The conditions of the experiment are now not thought to have existed on the early earth. HDTKT? They took an “educated” guess from proxy evidence. Additionally, oxygen would have prevented many of the reactions leading to amino acids and would have destroyed many other products. However, without oxygen in the atmosphere, there would have been no ozone layer to protect the products from the destructive effects of ultraviolet rays streaming from the sun. Reaction products that were formed by lightning in the atmosphere would not be favored or exist for long enough to accumulate under such conditions. Water will also prevent or retard these reactions, and it is destructive to many products. Interfering molecules and water would have to be eliminated to create even the simplest peptide, (a short section of a protein consisting of a few amino acids linked together by eliminating one molecule of water for each link). Excess water would result in peptide links falling apart to leave amino acids.

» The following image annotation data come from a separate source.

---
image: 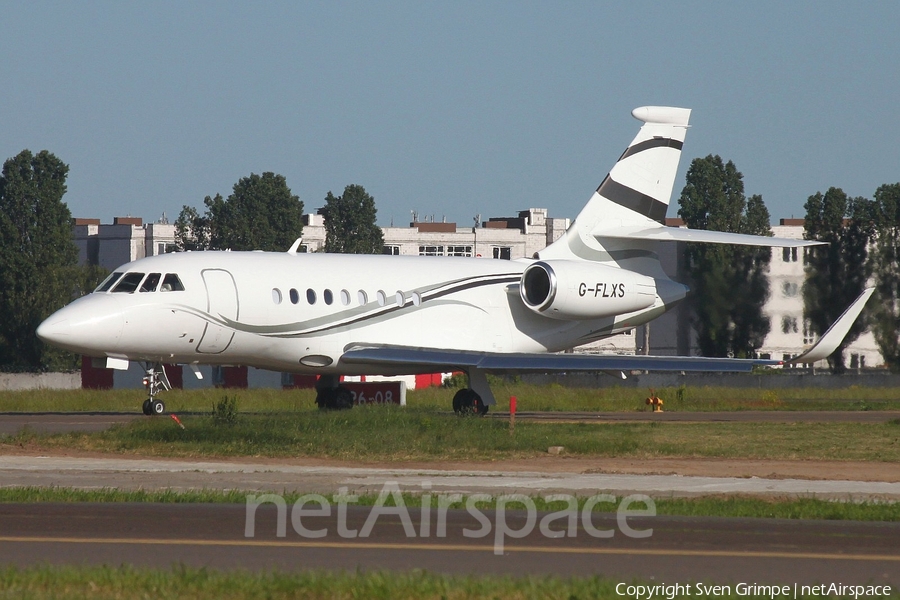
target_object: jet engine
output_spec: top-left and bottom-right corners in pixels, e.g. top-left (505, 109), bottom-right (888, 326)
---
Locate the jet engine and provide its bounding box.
top-left (519, 260), bottom-right (656, 320)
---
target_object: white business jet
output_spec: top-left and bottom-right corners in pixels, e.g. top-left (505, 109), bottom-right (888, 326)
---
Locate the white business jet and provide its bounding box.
top-left (37, 106), bottom-right (872, 414)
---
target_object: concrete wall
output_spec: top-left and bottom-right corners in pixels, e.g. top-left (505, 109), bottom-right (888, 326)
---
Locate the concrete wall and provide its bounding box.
top-left (0, 371), bottom-right (81, 391)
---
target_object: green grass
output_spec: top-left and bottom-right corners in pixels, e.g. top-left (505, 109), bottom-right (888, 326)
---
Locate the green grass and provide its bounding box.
top-left (0, 487), bottom-right (900, 522)
top-left (0, 566), bottom-right (900, 600)
top-left (0, 379), bottom-right (900, 413)
top-left (7, 406), bottom-right (900, 462)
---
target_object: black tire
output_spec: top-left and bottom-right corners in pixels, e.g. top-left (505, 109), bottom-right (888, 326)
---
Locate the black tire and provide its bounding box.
top-left (316, 387), bottom-right (353, 410)
top-left (316, 388), bottom-right (334, 410)
top-left (453, 388), bottom-right (487, 416)
top-left (332, 387), bottom-right (353, 410)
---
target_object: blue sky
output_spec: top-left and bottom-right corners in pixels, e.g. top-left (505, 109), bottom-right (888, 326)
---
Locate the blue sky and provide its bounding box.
top-left (0, 1), bottom-right (900, 225)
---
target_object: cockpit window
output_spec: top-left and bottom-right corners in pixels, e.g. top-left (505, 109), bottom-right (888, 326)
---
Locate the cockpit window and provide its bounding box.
top-left (159, 273), bottom-right (184, 292)
top-left (113, 273), bottom-right (144, 294)
top-left (94, 271), bottom-right (122, 292)
top-left (141, 273), bottom-right (161, 292)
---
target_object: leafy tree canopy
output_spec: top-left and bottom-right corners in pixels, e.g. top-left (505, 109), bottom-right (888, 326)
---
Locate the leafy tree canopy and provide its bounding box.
top-left (868, 183), bottom-right (900, 373)
top-left (322, 185), bottom-right (384, 254)
top-left (803, 187), bottom-right (875, 373)
top-left (0, 150), bottom-right (80, 369)
top-left (175, 172), bottom-right (303, 252)
top-left (678, 155), bottom-right (772, 357)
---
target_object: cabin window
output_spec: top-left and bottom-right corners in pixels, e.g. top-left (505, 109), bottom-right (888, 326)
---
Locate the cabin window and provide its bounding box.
top-left (113, 273), bottom-right (144, 294)
top-left (94, 271), bottom-right (122, 292)
top-left (141, 273), bottom-right (162, 292)
top-left (159, 273), bottom-right (184, 292)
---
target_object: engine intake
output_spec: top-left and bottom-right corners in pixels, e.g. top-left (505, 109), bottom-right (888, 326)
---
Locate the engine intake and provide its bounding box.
top-left (519, 260), bottom-right (657, 320)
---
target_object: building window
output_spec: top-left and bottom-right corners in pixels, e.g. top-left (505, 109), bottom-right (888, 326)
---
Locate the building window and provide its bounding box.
top-left (803, 319), bottom-right (816, 346)
top-left (781, 317), bottom-right (799, 333)
top-left (447, 246), bottom-right (472, 256)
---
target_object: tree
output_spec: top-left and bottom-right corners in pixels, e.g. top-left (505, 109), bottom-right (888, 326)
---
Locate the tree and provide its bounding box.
top-left (803, 187), bottom-right (874, 374)
top-left (869, 183), bottom-right (900, 373)
top-left (175, 202), bottom-right (209, 252)
top-left (175, 172), bottom-right (303, 252)
top-left (0, 150), bottom-right (78, 368)
top-left (678, 155), bottom-right (772, 357)
top-left (322, 185), bottom-right (384, 254)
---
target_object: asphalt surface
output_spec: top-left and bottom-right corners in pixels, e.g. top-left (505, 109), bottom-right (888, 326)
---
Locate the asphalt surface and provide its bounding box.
top-left (0, 411), bottom-right (900, 590)
top-left (0, 503), bottom-right (900, 589)
top-left (0, 456), bottom-right (900, 501)
top-left (0, 410), bottom-right (900, 435)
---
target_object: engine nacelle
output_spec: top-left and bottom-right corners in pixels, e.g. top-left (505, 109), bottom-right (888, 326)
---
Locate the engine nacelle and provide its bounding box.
top-left (519, 260), bottom-right (656, 320)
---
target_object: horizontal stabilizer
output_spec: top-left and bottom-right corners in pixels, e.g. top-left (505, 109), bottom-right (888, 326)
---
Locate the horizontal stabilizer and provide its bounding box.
top-left (593, 227), bottom-right (825, 248)
top-left (785, 288), bottom-right (875, 364)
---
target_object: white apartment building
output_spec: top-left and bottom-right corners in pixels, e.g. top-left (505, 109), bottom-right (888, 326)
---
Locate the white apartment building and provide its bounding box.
top-left (73, 213), bottom-right (884, 368)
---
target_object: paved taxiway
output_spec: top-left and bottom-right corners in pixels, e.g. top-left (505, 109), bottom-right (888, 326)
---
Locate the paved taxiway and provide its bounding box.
top-left (0, 410), bottom-right (900, 434)
top-left (0, 456), bottom-right (900, 501)
top-left (0, 413), bottom-right (900, 589)
top-left (0, 504), bottom-right (900, 589)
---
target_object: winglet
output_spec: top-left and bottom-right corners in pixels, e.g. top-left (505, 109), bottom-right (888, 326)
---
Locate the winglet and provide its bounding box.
top-left (784, 288), bottom-right (875, 364)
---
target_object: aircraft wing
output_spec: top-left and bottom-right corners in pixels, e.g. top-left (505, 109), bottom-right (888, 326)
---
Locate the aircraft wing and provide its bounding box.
top-left (341, 288), bottom-right (875, 373)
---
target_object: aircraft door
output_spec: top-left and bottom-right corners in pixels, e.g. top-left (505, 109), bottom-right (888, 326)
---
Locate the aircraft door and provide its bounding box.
top-left (197, 269), bottom-right (240, 354)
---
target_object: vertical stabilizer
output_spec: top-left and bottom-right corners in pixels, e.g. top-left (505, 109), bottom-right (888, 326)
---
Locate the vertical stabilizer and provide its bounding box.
top-left (540, 106), bottom-right (691, 257)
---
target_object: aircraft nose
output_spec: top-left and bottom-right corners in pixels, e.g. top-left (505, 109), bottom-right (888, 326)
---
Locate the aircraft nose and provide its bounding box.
top-left (36, 294), bottom-right (125, 356)
top-left (35, 312), bottom-right (72, 346)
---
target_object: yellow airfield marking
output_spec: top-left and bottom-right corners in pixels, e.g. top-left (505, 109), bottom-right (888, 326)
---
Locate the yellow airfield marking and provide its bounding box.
top-left (0, 536), bottom-right (900, 562)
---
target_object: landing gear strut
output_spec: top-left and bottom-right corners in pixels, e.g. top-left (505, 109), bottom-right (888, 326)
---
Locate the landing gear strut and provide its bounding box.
top-left (316, 375), bottom-right (353, 410)
top-left (141, 363), bottom-right (172, 416)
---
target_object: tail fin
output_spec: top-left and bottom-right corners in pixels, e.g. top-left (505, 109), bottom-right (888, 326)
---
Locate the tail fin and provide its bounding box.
top-left (540, 106), bottom-right (691, 257)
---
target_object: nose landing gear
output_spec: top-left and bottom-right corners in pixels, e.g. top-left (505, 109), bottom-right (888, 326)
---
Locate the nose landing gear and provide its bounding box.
top-left (141, 363), bottom-right (172, 416)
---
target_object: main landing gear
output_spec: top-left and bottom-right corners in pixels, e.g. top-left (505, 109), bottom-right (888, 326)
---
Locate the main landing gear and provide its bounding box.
top-left (316, 375), bottom-right (353, 410)
top-left (453, 388), bottom-right (487, 416)
top-left (141, 363), bottom-right (172, 416)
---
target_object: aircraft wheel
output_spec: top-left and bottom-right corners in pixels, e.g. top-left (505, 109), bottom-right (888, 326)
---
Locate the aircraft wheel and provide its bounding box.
top-left (333, 387), bottom-right (353, 410)
top-left (453, 388), bottom-right (487, 415)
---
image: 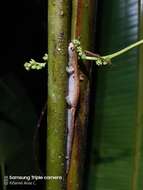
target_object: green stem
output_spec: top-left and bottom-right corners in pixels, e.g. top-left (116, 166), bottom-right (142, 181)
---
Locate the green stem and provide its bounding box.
top-left (78, 39), bottom-right (143, 62)
top-left (102, 39), bottom-right (143, 60)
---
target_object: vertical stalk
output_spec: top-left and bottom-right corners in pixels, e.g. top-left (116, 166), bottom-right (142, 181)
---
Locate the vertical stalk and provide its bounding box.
top-left (67, 0), bottom-right (94, 190)
top-left (131, 0), bottom-right (143, 190)
top-left (46, 0), bottom-right (68, 190)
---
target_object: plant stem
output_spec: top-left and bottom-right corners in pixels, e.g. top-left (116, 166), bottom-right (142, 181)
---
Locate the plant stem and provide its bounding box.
top-left (46, 0), bottom-right (69, 190)
top-left (102, 39), bottom-right (143, 60)
top-left (81, 39), bottom-right (143, 62)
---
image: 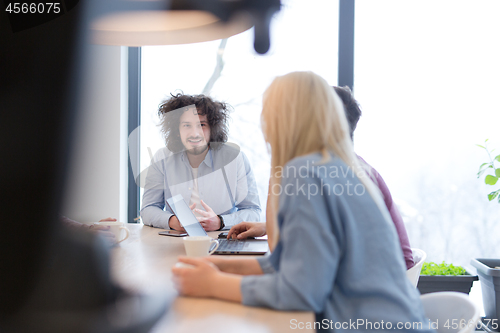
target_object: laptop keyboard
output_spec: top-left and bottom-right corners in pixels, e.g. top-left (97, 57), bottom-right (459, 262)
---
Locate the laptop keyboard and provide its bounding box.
top-left (217, 239), bottom-right (246, 251)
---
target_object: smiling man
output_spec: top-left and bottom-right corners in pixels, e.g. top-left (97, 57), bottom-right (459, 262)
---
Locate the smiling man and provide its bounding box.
top-left (141, 94), bottom-right (260, 231)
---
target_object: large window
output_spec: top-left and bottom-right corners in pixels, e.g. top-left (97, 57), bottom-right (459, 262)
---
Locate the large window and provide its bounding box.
top-left (354, 0), bottom-right (500, 265)
top-left (141, 0), bottom-right (338, 219)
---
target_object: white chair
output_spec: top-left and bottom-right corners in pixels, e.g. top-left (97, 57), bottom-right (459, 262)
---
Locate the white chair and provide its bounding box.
top-left (420, 291), bottom-right (480, 333)
top-left (406, 249), bottom-right (427, 288)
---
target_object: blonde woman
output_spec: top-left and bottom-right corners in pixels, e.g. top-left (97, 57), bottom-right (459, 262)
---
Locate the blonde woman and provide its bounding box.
top-left (172, 72), bottom-right (432, 332)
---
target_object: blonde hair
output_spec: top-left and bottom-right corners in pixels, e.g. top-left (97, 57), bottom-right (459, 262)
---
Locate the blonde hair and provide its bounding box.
top-left (261, 72), bottom-right (382, 249)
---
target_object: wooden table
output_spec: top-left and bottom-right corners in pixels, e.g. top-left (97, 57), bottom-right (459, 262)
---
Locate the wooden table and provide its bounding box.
top-left (111, 224), bottom-right (314, 333)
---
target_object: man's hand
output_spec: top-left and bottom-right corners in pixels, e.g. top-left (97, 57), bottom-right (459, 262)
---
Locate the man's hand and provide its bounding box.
top-left (172, 204), bottom-right (196, 232)
top-left (227, 222), bottom-right (266, 239)
top-left (190, 200), bottom-right (221, 231)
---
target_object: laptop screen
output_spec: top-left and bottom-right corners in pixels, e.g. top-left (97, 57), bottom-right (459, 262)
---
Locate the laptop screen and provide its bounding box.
top-left (167, 194), bottom-right (207, 236)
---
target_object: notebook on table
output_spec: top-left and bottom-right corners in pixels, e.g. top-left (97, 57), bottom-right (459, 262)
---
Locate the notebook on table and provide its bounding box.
top-left (167, 194), bottom-right (269, 254)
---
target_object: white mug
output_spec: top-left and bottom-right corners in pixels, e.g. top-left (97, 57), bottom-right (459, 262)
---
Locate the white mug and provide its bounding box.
top-left (184, 236), bottom-right (219, 257)
top-left (94, 222), bottom-right (130, 244)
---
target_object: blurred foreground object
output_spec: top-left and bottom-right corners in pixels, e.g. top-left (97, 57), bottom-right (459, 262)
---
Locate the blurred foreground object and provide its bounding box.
top-left (0, 0), bottom-right (169, 333)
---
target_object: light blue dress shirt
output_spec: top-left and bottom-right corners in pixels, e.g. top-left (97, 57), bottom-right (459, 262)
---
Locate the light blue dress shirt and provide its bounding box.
top-left (241, 154), bottom-right (433, 332)
top-left (141, 143), bottom-right (261, 229)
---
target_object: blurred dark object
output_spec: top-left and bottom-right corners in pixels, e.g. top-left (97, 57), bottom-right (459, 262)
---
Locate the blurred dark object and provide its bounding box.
top-left (0, 1), bottom-right (167, 333)
top-left (0, 229), bottom-right (172, 333)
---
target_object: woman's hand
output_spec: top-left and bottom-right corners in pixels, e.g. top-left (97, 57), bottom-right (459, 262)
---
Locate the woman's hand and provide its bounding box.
top-left (172, 257), bottom-right (220, 297)
top-left (227, 222), bottom-right (266, 239)
top-left (194, 200), bottom-right (221, 231)
top-left (172, 257), bottom-right (242, 302)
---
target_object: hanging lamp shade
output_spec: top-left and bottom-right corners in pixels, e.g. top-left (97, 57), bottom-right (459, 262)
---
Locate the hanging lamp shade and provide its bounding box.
top-left (90, 10), bottom-right (253, 46)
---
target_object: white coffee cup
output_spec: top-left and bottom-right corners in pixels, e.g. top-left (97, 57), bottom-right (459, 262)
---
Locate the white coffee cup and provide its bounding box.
top-left (94, 222), bottom-right (130, 244)
top-left (184, 236), bottom-right (219, 257)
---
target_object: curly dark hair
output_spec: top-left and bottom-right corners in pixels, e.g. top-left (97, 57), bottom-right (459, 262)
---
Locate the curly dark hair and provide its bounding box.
top-left (333, 86), bottom-right (361, 140)
top-left (158, 93), bottom-right (231, 153)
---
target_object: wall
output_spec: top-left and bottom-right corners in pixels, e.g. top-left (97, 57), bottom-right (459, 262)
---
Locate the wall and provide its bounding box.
top-left (61, 45), bottom-right (128, 222)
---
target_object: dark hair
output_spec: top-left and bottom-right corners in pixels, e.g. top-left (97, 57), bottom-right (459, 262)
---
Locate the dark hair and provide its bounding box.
top-left (158, 93), bottom-right (230, 153)
top-left (333, 86), bottom-right (361, 140)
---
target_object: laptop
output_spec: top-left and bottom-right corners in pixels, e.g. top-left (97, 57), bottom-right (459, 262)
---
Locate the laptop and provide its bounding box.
top-left (167, 194), bottom-right (269, 254)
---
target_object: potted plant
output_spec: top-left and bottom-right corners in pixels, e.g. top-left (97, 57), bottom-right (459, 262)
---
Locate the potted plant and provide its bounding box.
top-left (417, 261), bottom-right (478, 294)
top-left (471, 139), bottom-right (500, 328)
top-left (477, 139), bottom-right (500, 203)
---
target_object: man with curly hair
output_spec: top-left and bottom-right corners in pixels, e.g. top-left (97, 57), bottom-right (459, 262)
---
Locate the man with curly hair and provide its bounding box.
top-left (141, 94), bottom-right (261, 231)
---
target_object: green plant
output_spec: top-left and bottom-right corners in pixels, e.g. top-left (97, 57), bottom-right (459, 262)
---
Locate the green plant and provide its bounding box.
top-left (476, 139), bottom-right (500, 203)
top-left (420, 261), bottom-right (468, 275)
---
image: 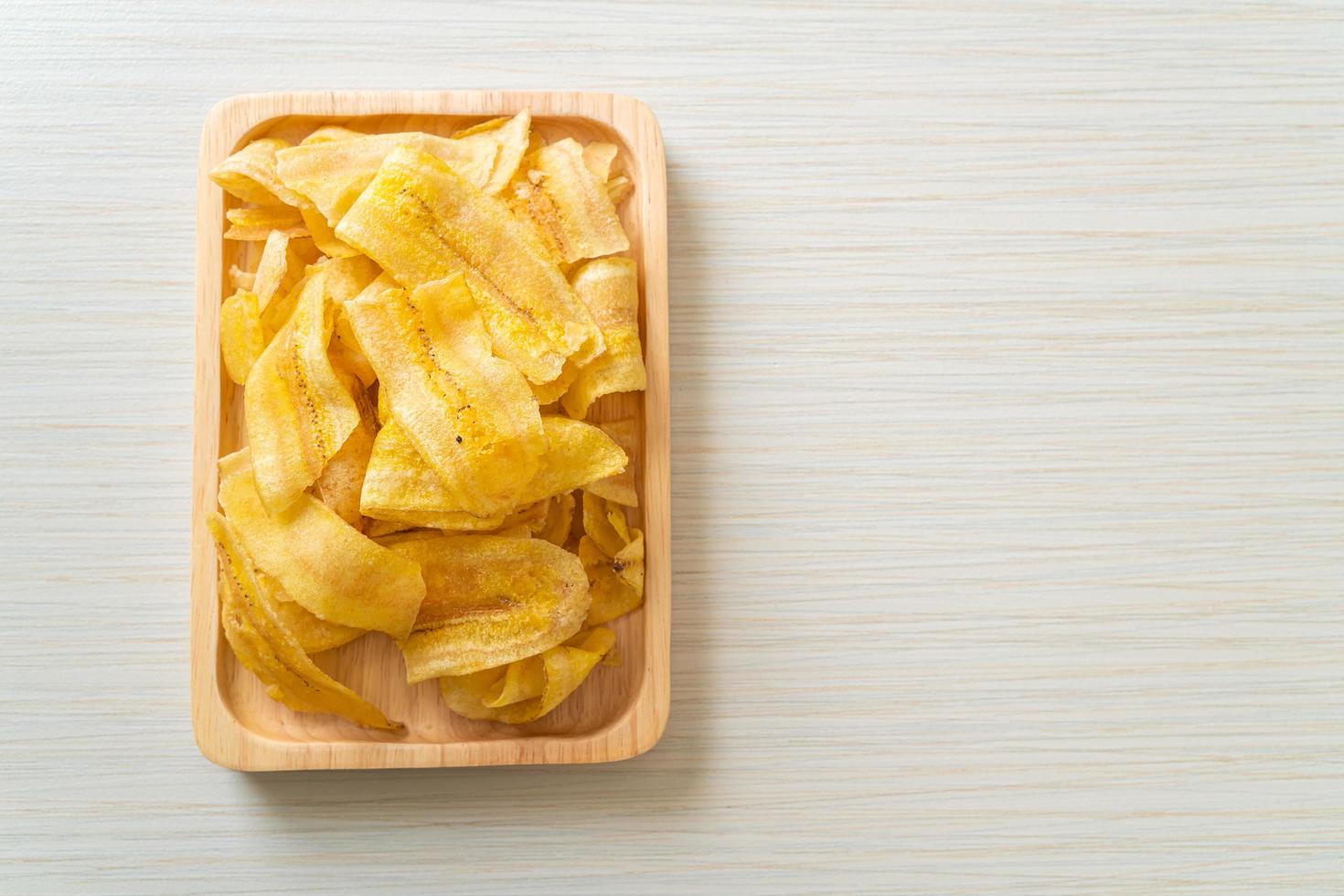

The few amino acids in the experiment were formed as mixtures of right and left handed molecules, but only left handed amino acids are used by living things. Going from a mixture of amino acids in low concentrations in a tar containing many compounds to proteins or larger amino acids is not so evident, nor is it evident that it led to the creation of life. Forming a few amino acids in a tar in a highly controlled experiment does not point to an accidental, spontaneous creation of life or molecular evolution. If anything, it points to a designer, not the opposite. It is a leap of faith and thus not science. It is philosophy, opinion or religion, not science based on facts.
The encouraging thing about origin of life studies is that there are still multiple schools of thought, which is a healthy situation in theoretical science. A lot of work is being done to try to determine the best solution to the problem, but the search is far from over. Even if we can discover A route from dead chemicals to living systems, we will never know if it is THE way it occurred. It is a one-time event that cannot be fully understood by science because Science is only concerned with predictable, repeatable and measurable aspects of the universe with which we can or could conceivably interact.
[1] Image from Wikipedia “Cyanobacteria” used under the Creative Commons Attribution-Share Alike 3.0 Unported license, User:Kelvinsong/Great board of biology
[2] Robert Shapiro, Planetary Dreams, John Wiley and Sons, Inc., 1999
[3] Urey-Miller experiment or simply Miller experiment by Stanley L. Miller directed by Harold C. Urey in 1953.